LA DAME. – Une paix et un ordre fameux, là, où, tout à coup, les hommes sont égorgés par dizaines de mille ! Je pense que mieux vaudrait n’importe quel désordre.

L’HOMME POLITIQUE. – Ainsi que je l’ai déjà exposé, les massacres avaient été provoqués par l’agitation révolutionnaire. Pourquoi exiger des Turcs ce haut degré de douceur et d’indulgence chrétiennes qu’on n’exige d’aucun autre peuple, même chrétien ! Citez-moi donc un pays où une révolte armée s’est apaisée sans qu’on eût pris contre elle des mesures cruelles et injustes.
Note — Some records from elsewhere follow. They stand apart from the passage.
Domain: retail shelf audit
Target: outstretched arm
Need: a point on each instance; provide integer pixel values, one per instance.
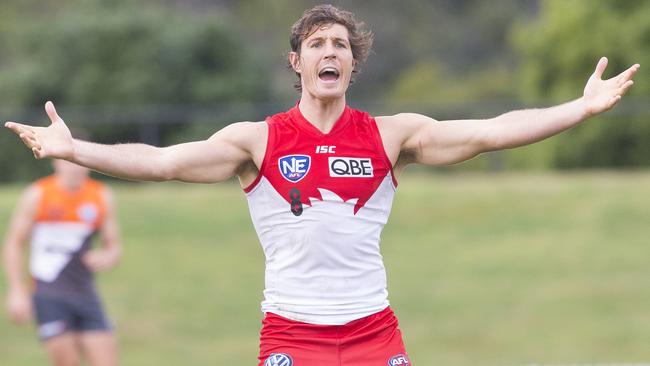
(218, 158)
(427, 141)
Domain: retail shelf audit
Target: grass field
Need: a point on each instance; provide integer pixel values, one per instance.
(483, 270)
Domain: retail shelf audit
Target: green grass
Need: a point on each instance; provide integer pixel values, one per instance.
(483, 270)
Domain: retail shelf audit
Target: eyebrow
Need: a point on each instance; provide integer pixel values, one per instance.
(344, 40)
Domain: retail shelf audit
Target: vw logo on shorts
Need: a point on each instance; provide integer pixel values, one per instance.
(278, 359)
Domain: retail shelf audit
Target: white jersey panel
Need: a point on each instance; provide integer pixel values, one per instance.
(324, 266)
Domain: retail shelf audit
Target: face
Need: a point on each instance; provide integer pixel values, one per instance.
(325, 62)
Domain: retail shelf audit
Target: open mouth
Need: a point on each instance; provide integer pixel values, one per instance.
(329, 74)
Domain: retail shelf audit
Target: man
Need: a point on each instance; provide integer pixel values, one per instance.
(60, 214)
(320, 180)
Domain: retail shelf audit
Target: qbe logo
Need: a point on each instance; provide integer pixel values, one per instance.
(278, 359)
(294, 167)
(351, 167)
(398, 360)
En résumé : premièrement, les Turcs n’étaient pas les instigateurs des massacres ; deuxièmement, les Turcs n’y ont pris qu’une petite part personnelle, n’agissant, dans la majorité des cas, que par la main des « démons » ; troisièmement, je reconnais qu’en laissant libre jeu aux « démons » le gouvernement turc a, cette fois, excédé, comme chiez nous Ivan IV en faisant noyer dix mille paisibles citoyens de Novgorod ; ou, comme en France, ont excédé les commissaires de la Convention, par leurs noyades et leurs fusillades ; ou, dans l’Inde, les Anglais, lorsqu’ils réprimèrent l’insurrection de 1857. Cependant, il est tout de même certain que si les divers coreligionnaires ou congénères des Éthiopiens, ainsi que les appelle le Général, étaient laissés à eux-mêmes, on verrait beaucoup plus de massacres qu’il n’y en a sous l’autorité de la Turquie.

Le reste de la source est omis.